Obviously the biggest story was that of the Germanwings air crash. It isn’t appropriate to include that in this article except to say that the Germanwings Twitter account has been nothing but compassionate and dignified since the crash with a clear brief to preserve the privacy of the victim’s families.

The Jeremy Clarkson saga that had been rumbling for a couple of weeks reached its conclusion. As a person who people either love or hate, the reaction on all social media reflected this divide. The most high profile use of Twitter was the petition to get Jeremy Clarkson reinstated which garnered 1 million signatures. Before social media this is unlikely to have happened or if it was they would have struggled to get more than a few hundred signatures. Social Media can potentially reach the entire World.

Lesson 1: Twitter and all social media can be a powerful way to get people to sign up for things.

On the same day that we learned that Jeremy Clarkson was no longer the presenter of Top Gear, millions of teenage hearts were broken as Zayn Malik quit One Direction. The resulting Twitter frenzy of rampaging teenage hormones left us in no doubt about that. In the Peerindex list of the UK’s most influential Tweeters of 2013 the then 5 band members took the top 5 spots. Social Media played a huge role in making the band World famous with the obvious appeal to young teenage fans of being able to communicate with their idols.

Lesson 2: Twitter gives your customers the ability to communicate with you directly, hence its growing use by customer service departments.

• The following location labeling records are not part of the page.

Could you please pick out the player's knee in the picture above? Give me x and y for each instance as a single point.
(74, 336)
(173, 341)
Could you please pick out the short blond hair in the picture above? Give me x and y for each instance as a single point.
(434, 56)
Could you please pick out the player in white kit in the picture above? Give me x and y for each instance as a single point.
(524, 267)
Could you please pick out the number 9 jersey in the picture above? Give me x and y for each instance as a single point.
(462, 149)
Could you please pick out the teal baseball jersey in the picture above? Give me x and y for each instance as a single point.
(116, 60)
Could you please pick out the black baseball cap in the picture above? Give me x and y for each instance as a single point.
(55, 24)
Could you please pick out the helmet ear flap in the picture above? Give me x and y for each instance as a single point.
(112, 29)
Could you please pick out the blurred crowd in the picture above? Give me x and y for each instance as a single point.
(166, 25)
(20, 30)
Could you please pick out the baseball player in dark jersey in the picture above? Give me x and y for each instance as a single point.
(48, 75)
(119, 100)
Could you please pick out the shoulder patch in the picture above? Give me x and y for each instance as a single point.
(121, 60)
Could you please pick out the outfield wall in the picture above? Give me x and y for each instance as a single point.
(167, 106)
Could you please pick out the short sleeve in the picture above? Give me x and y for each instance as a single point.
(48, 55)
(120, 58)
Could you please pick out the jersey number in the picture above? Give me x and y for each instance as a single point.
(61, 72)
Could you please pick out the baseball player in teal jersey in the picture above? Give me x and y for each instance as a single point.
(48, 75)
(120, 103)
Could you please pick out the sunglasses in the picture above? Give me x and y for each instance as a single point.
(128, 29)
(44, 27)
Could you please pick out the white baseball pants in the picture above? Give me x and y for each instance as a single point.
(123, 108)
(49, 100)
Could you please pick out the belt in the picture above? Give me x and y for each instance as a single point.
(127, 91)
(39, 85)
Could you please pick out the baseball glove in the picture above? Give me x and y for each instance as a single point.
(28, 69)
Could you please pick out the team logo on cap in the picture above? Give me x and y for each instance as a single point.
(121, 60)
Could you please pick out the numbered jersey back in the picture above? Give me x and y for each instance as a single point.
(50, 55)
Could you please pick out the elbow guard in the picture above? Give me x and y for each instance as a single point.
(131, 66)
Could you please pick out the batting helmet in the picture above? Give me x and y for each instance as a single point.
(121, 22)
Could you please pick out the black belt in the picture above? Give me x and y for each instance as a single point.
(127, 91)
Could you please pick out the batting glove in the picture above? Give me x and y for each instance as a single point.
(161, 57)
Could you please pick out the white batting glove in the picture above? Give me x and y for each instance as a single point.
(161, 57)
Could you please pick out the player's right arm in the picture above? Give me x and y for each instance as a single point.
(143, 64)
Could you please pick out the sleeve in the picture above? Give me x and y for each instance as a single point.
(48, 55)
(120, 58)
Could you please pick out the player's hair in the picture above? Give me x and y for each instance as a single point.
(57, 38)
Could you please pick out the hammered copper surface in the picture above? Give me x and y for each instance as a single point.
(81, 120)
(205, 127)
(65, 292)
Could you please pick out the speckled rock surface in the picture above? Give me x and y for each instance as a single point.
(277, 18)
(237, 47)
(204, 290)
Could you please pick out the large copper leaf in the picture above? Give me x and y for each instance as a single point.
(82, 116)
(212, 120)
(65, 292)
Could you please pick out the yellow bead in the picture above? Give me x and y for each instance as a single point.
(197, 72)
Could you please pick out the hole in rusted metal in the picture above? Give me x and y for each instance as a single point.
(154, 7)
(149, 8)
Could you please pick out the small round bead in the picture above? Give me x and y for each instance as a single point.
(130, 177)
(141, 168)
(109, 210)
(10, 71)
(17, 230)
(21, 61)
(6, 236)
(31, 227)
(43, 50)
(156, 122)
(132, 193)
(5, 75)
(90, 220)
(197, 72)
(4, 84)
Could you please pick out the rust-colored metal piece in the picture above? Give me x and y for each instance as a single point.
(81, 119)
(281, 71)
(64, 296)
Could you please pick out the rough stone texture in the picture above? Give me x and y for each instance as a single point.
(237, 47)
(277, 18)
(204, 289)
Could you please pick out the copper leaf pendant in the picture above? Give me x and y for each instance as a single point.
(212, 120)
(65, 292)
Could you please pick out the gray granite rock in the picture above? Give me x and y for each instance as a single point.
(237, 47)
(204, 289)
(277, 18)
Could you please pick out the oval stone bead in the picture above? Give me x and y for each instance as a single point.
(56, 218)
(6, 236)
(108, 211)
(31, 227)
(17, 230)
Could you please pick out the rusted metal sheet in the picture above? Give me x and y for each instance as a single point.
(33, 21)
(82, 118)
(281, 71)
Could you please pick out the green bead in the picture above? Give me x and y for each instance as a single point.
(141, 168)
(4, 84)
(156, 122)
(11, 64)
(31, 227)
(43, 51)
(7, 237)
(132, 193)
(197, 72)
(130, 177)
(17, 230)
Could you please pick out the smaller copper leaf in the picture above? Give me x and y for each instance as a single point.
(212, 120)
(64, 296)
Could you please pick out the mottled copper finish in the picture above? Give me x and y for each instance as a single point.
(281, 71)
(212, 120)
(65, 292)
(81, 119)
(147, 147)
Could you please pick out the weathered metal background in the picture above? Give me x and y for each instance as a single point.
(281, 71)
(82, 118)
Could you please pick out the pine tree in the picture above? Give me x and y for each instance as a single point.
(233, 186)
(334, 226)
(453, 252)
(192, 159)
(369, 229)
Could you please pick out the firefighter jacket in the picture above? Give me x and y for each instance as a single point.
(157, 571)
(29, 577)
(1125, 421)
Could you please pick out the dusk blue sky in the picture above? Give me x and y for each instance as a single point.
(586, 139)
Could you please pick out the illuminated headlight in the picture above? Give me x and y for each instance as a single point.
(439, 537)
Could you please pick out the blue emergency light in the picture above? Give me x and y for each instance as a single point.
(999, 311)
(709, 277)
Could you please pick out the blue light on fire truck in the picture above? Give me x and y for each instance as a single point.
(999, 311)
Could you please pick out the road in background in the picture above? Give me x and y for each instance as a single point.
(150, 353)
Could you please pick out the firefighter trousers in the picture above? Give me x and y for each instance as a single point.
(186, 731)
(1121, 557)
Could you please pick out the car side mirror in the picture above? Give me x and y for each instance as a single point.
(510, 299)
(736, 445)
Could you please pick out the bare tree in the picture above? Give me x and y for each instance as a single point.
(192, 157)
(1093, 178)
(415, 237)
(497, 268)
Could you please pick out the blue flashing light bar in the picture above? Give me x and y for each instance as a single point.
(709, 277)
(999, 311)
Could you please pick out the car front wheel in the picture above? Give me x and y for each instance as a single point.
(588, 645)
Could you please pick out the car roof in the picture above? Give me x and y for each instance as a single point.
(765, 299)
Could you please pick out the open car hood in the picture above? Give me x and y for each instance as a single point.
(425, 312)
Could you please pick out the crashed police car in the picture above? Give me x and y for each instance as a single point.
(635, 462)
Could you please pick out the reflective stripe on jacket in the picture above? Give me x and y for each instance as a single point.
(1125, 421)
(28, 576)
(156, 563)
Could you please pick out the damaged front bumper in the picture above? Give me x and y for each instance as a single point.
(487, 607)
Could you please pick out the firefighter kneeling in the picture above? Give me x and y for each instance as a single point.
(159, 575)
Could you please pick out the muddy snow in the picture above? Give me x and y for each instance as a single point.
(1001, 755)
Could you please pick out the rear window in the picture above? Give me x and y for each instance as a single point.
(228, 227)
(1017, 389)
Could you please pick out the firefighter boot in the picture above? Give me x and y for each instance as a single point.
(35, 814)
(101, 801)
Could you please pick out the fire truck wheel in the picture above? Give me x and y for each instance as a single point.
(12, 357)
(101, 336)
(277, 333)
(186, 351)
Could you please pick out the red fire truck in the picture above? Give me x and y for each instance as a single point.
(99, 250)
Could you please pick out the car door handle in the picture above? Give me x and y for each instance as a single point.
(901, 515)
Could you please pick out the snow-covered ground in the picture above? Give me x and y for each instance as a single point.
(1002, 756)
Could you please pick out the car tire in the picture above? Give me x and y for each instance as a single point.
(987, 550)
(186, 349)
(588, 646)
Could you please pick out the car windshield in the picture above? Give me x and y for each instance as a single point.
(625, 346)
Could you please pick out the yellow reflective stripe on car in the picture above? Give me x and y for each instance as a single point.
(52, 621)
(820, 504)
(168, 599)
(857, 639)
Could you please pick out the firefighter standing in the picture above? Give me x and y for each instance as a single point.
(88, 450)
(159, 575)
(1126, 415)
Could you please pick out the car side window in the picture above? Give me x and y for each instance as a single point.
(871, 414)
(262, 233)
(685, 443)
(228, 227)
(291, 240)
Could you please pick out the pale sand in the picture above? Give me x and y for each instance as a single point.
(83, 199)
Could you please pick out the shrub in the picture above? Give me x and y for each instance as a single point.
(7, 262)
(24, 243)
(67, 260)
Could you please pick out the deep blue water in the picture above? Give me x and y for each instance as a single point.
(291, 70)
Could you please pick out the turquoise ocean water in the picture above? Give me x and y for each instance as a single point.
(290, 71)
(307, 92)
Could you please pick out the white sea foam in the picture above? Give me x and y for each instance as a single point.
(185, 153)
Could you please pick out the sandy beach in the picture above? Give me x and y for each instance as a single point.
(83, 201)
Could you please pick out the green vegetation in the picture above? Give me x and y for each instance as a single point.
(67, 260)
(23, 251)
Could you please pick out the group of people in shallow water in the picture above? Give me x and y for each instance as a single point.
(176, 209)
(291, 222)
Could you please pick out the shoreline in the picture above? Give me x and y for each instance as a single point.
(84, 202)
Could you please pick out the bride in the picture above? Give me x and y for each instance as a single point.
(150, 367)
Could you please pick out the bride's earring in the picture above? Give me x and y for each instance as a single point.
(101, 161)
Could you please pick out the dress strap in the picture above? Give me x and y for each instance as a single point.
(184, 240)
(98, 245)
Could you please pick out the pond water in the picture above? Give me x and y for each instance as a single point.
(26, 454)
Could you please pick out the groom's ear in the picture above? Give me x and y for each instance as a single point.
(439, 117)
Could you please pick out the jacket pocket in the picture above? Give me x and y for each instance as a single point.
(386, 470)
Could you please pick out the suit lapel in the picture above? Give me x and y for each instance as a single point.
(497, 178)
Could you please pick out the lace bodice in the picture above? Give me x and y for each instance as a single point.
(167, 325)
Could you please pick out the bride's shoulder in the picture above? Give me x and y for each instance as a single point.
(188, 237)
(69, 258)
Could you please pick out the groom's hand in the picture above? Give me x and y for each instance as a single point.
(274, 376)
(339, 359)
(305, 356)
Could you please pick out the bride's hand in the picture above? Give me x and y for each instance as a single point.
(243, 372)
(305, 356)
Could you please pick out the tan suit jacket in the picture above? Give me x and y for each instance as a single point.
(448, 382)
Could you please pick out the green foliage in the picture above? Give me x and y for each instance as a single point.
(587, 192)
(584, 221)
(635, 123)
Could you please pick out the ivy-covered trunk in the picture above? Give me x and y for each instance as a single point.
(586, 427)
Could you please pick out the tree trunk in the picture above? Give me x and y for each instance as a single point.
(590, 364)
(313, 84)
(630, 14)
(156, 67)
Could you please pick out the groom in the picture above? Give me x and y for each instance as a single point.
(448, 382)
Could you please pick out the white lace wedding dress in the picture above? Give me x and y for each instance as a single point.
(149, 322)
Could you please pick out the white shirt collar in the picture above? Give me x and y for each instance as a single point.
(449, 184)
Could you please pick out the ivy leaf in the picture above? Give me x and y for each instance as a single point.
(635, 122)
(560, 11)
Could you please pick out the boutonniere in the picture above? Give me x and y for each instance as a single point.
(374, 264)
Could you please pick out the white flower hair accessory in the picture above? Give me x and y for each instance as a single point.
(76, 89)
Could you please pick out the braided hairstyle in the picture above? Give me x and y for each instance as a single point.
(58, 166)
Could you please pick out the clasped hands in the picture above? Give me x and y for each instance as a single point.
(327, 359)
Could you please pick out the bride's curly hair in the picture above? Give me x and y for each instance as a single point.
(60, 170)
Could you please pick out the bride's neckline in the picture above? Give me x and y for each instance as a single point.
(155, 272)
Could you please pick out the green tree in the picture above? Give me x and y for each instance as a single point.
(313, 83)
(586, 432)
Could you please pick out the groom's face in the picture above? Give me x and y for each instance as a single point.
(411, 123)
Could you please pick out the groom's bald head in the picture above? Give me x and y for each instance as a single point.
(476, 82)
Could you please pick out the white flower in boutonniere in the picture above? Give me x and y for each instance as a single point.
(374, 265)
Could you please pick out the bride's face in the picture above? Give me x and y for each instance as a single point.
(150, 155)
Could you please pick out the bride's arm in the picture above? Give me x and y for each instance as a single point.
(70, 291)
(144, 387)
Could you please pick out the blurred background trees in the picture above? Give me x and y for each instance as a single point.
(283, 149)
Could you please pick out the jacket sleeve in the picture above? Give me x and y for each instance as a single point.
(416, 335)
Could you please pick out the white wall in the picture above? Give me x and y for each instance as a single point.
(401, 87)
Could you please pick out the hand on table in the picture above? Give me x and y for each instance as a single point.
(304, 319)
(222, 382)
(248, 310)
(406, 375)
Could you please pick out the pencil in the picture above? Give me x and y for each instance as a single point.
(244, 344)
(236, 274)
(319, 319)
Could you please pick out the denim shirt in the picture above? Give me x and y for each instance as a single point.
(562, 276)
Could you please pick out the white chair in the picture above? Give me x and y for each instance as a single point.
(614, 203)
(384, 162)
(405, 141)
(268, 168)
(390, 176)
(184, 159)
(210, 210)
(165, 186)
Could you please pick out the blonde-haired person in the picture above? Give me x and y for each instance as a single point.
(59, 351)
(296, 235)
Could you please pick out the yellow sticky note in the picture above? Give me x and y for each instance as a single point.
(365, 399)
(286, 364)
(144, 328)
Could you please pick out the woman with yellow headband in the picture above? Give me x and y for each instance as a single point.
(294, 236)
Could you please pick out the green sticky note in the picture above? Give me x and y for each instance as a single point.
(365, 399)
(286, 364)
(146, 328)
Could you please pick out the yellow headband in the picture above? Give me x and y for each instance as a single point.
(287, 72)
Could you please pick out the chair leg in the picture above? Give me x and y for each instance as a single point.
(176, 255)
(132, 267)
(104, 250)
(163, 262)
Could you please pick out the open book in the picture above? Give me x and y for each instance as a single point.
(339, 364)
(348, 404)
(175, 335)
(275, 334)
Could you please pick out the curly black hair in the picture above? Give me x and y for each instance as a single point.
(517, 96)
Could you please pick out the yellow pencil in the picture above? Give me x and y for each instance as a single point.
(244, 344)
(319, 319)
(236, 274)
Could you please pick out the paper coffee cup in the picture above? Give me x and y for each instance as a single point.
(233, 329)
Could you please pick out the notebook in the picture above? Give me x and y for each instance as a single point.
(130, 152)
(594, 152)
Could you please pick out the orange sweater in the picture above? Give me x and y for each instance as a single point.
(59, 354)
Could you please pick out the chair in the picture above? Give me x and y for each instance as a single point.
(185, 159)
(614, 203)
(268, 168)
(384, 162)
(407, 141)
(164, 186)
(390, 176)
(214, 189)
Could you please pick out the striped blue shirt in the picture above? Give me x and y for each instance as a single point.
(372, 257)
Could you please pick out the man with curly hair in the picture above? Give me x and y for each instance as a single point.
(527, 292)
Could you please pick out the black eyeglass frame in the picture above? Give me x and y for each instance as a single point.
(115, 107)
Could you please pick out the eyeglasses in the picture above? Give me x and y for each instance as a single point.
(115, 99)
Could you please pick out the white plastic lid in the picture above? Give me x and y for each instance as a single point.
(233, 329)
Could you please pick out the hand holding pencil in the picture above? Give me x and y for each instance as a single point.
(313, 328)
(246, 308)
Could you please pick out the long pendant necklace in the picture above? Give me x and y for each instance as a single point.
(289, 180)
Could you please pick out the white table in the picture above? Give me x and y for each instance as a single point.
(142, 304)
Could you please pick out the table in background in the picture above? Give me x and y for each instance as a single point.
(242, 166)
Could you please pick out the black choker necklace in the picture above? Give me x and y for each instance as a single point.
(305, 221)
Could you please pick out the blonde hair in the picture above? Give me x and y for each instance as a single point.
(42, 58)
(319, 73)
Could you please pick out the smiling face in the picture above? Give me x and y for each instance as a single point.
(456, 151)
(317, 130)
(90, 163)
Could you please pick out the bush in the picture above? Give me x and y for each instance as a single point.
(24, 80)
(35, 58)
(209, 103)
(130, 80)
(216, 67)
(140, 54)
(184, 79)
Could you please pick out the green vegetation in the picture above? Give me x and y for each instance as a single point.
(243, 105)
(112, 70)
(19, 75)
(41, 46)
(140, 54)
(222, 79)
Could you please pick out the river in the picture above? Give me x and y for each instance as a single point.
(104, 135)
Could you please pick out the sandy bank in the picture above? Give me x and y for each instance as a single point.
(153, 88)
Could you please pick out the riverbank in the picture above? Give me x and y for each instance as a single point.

It wasn’t only teenage hormones on the rampage last week. On Sunday night the BBC chose to promote its new production of Poldark with a live Twitter chat with its star, Aiden Turner. The BBC rightly chose to use a hashtag  #AskPoldark to make identifying tweets easy. However such is the appeal of Aiden Turner many of the questions weren’t of the kind the BBC were expecting – or were they? As is so often the case when hashtags and social media go viral there is always the suspicion that the authors knew exactly what they were doing.

Lesson 3: Use a hashtag that relates to your business but be prepared for it to mean different things to different people.